D'après The Innova Database, la plus importante base de données mondiale de l’innovation qui recrute plus de 100 000 nouveaux produits par an, cinq grandes tendances dominent actuellement le secteur alimentaire si l'on se réfère au nombre de lancements de nouveaux produits sur les cinq continents.

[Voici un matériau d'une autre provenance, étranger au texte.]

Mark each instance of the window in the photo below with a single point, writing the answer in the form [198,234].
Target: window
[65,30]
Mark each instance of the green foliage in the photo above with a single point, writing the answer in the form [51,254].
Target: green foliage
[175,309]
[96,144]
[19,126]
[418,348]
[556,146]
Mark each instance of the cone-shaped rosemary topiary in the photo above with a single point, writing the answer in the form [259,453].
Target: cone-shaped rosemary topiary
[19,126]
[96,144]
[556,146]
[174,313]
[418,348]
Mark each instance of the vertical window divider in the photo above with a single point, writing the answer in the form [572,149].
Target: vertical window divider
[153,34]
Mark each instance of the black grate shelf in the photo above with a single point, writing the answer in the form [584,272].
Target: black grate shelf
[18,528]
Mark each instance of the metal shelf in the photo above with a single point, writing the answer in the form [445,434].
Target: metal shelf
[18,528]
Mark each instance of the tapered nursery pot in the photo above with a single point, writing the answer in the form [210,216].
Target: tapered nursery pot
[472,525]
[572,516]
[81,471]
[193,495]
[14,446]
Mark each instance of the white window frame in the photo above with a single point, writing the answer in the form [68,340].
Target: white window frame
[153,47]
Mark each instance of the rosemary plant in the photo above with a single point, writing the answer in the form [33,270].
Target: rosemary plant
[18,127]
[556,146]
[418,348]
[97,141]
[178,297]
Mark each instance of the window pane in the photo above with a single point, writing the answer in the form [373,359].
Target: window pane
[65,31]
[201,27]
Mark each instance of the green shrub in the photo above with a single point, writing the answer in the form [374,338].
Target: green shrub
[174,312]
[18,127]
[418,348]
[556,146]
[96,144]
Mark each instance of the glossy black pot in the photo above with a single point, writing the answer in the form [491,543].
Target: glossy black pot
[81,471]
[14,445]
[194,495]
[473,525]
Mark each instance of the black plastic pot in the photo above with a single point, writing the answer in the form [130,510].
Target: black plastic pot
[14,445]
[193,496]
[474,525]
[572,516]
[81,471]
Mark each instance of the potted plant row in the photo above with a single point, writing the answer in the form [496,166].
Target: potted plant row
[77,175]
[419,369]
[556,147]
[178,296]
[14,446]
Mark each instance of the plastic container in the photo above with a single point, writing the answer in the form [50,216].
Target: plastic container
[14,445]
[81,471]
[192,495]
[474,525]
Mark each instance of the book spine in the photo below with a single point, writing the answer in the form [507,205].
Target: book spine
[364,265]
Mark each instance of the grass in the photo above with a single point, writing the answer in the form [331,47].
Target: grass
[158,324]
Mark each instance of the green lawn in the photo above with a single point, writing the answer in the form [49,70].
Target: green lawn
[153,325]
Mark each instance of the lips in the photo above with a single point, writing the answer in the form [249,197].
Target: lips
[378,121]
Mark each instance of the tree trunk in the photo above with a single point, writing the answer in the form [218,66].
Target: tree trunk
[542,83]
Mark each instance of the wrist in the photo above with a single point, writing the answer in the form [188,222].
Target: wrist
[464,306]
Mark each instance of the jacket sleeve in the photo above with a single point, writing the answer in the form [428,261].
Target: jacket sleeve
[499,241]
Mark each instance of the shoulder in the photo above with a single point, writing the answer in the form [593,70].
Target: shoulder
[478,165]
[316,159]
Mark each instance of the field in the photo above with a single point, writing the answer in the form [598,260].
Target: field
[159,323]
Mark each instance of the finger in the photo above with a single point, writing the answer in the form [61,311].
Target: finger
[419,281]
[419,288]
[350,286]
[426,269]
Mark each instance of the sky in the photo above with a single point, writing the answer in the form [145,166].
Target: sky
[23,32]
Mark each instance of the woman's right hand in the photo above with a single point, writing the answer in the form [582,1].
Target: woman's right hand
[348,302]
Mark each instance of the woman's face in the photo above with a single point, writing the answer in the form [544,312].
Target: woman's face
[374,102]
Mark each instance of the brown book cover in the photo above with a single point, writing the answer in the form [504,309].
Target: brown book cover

1 Praticité 40,2 % des lancements à fin sept 2010 (= vs 2009)

Plus que jamais les consommateurs veulent consommer où ils veulent, quand ils veulent et comme ils veulent. Le produit doit donc être facile à trouver, et à acheter (d’où la mutation des circuits de distribution), facile à utiliser ou à conserver (portionnable, refermable, DLC plus longues...) et facile à consommer (nomadisme, homadisme, street food, finger food...), voire à recycler ! La praticité est désormais un pré-requis.

2 Santé 12,5 % (-1 pt)

Le lien entre alimentation et santé est clairement établi par les consommateurs. Toutefois, la suspicion générale envers le monde industriel a modifié les attentes des consommateurs en quête de produits ayant de réels bénéfices perçus. Le choix des consommateurs se porte massivement sur des produits « Better-for-me » (nutritionnellement correct) au détriment de la santé « active » (enrichie en composants actifs). Résultats : des produits allégés en nuisibles (gras saturé, gras-trans, sucre, sel, additifs, allergènes, pesticides...) et enrichis en ingrédients vecteurs de santé (fruits et légumes, céréales complètes, lait, ...). La star du moment est la Stévia qui apporte santé et naturalité.

La santé active subit également les conséquences du nouveau règlement européen sur les allégations (CE 1924/2006) qui limite drastiquement les possibilités de discours de la part des industriels. Du coup, les « Happy Few » qui ont une autorisation de l’EFSA (Stérols végétaux, Béta-glucanes d’avoine, Xylitol, vitamines et minéraux, ...) et plus récemment le Solactis de Solvay qui obtient la première allégation sur le transit intestinal, deviennent les Rois du pétrole, tandis que les recalés (probiotiques, antioxydants, extraits de plantes, ...) n’ont plus qu’à retenter leur chance. Du coup, certains industriels misent sur le niveau de connaissance des consommateurs et développent des produits conforment à la réglementation qui suggèrent sans alléguer (ex : Nesfluid).

3 Naturalité 11,8 % (+1 pt)

La liste des ingrédients se simplifie (« Back to basics ») et « s’allège » de tous les additifs (sous l'influence des mouvements « Clean-Label » ou « E free ») tout en « s’enrichissant » d’ingrédients bruts (Raw), moins transformés et donc moins industriels. Mais la naturalité s’exprime également via l’utilisation d’ingrédients bruts (Raw), moins transformés et donc moins industriels (ex : Pepsi Raw a remplacé le sirop de glucose par du sucre de canne).

Certains produits « s’achètent » une naturalité via l’utilisation et la mise en avant de fruits, de légumes, de céréales complètes et/ou anciennes. Les packagings jouent la transparence sur le thème « je n’ai rien à cacher ». La naturalité s’est aussi les produits Bio, sans pesticides, sans hormones de croissance, sans OGM, ...

4 Plaisir 7 % (+ 1 pt)

Outre la tendance au retour de la tradition, de l’authenticité et du terroir (« Back to basics »), le plaisir peut prendre des formes Haut de gamme (parce que je le vaux bien !), mais également des allures plus folles via de nouvelles expériences culinaires (sucré/salé, saveurs inédites, So hot ou glacial, du croustillant, de la cuisine moléculaire...). On fuit l’insipide. Ce métissage culinaire est sans doute la plus forte tendance du SIAL 2010.

Cette tendance sonne également le retour du plaisir de cuisiner, de recevoir. Le succès des ateliers des chefs et des émissions culinaires type « Dîner presque parfait », l’engouement des Français pour les livres de cuisine (+5 % en 2009 avec 1 500 nouveaux titres parus) et la progression des ventes de produits de préparation culinaire comme les robots, mixeurs, friteuses etc.... (+ 19 % sur douze mois Source TNS Sofres à fin mars 2010) en est la preuve.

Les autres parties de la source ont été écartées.